I'm not risk averse, I just have other more enjoyable things I could be doing, like beating myself with a rubber hose 🤣

This phase we're in, "double beta", occurs with every new macOS major release. Nature hates a vacuum.
 
What this will mean is after Tahoe there will be no new operating systems for Intel Macs however, Tahoe should continue to receive security updates for about 2-3 years. Once those 2-3 years are up you can continue to use intel Macs but be aware that they will be a security risk. You will probably also see more and more applications start to not support Intel since it is an X86 platform and the new Apple Silicon processors are based on ARM. Hopefully those who have MACS with 8th gen Intel processors or newer will get a little bit more support on the Security side if they use Windows 11 via boot camp or Windows 10 LTSC or Linux. For me I will probably take my old Intel Macs and make them Linux test machines for all of the different versions of Linux. My hope though is that someone from the OCLP team will be able to reverse engineer Rosetta and somehow find a way to get newer MAC OS versions to boot on Intel Macs. But after talking to developers the chance of that being successful is unfortunately less than 10%.

Side note this may also be the last version you see supporting Hackintoshes but I could be wrong on that.
The shortest path is to buy a Mac Mini M4 base due to its cost-benefit. Another option is the one you suggested, installing a Linux distro on the Mac, better than resorting to Windows. Intel users still have half of 2028 to decide which path to take. For now, all that's left is to celebrate another macOS update.
 
There is any chanse to install macos tahoe on imac 19,1? OCPL 3.0.0n has no this mac in database.
Probably still a work in progress. OCLP may just not have gotten around to testing or developing drivers for the iMac 19,1. Since it is still early in development process, I would give it a little bit more time to let the developers continue to design and code the next version of OCLP that is a true public release.

If anyone knows anymore information on this iMac feel free to reply to this comment-post.
 
Hey everyone, apologies if this question has been raised previously, but I could not find it.

Since Tahoe will be the last macOS to officially support Intel, what does that mean for the future of Intel Macs? Will we see another update after Tahoe through the OpenCore Legacy Patcher?
No. Future releases will not contain any Intel code at all and will not be able to directly boot at all on Intel Macs. It is (and will remain so) possible to boot arm64 macOS on an Intel Mac using emulation on an X86 host OS.

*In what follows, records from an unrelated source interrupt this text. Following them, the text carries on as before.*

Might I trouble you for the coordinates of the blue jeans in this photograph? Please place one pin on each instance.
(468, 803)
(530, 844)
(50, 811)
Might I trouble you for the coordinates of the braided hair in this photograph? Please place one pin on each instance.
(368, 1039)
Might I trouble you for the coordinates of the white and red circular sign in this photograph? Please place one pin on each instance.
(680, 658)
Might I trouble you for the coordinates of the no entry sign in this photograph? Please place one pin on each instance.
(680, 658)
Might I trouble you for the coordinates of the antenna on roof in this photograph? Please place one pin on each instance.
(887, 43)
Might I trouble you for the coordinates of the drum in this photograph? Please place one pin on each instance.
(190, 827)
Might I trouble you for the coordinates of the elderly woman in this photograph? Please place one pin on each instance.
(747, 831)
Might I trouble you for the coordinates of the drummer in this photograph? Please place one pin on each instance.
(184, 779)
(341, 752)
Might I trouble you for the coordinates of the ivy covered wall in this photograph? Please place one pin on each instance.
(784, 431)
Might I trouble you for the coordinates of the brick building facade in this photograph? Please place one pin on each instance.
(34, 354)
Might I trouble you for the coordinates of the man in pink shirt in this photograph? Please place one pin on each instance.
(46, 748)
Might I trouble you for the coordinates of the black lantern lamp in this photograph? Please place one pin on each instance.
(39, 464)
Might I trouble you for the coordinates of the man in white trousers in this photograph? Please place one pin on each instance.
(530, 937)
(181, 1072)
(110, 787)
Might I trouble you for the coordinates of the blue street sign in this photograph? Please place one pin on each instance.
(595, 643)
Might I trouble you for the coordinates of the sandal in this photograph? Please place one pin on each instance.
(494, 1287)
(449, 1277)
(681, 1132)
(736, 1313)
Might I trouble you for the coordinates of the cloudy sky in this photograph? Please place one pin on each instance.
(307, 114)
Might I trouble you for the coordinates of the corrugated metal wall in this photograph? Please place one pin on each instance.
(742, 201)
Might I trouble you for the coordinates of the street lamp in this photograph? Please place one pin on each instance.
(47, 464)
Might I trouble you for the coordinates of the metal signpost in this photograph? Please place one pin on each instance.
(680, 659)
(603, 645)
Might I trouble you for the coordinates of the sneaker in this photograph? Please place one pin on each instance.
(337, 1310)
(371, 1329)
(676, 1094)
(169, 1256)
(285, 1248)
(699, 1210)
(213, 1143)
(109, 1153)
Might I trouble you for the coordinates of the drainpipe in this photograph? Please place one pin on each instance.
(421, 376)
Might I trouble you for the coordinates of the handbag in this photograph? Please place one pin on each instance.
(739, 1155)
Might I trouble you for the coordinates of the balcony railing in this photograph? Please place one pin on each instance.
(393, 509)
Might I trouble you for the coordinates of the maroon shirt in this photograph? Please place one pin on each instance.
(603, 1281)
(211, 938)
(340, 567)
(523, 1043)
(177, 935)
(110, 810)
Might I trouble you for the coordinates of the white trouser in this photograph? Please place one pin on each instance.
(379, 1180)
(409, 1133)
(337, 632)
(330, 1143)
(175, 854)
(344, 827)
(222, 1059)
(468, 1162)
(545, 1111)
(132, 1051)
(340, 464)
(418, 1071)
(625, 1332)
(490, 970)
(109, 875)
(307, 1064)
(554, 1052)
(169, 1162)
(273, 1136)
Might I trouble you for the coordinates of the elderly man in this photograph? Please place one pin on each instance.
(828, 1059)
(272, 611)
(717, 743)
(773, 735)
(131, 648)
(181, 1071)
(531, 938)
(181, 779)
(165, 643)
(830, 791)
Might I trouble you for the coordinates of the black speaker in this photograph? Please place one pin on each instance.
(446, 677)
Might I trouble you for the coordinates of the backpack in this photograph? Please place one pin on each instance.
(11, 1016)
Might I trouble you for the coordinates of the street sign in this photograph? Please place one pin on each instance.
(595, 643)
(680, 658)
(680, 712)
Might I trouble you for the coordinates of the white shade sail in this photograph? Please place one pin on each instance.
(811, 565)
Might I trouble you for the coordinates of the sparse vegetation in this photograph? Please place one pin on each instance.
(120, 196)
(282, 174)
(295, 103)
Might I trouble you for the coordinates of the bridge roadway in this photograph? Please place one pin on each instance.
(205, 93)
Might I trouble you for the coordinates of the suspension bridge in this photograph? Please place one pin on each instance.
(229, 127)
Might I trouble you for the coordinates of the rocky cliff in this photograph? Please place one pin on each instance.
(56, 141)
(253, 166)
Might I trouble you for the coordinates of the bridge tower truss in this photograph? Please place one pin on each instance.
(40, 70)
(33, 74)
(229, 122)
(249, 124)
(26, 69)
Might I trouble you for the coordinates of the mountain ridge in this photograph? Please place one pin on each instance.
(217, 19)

The next conversation we'll be having is running a future macOS (probably 28) on unsupported Apple Silicon hardware, once the M1 series of chips are dropped. macOS 27 will certainly support all generations of Apple Silicon, but macOS 28 and beyond could drop support for M1 or even M2. I could see them dropping M1 and M2 simultaneously because they are extremely similar (not much more than clock speed for differences). M3 is the first major architecture change for the Apple Silicon chips (moving to armv9, significant GPU changes, significant NPU changes). It would be very likely that M1 can support anything M2 can support, but neither supporting things the M3 can support. This is not unlike the Intel transition, where the initial Intel Core and Core 2 chips were dropped aggressively in favor of the vastly improved core-i series.
 
Tahoe is installable on my mac mini 2012 (external SSD), it boots on configuration window but once i arrive on privacy window it stays few minutes black then it restarts.
Inpossible to install it on mini 2018.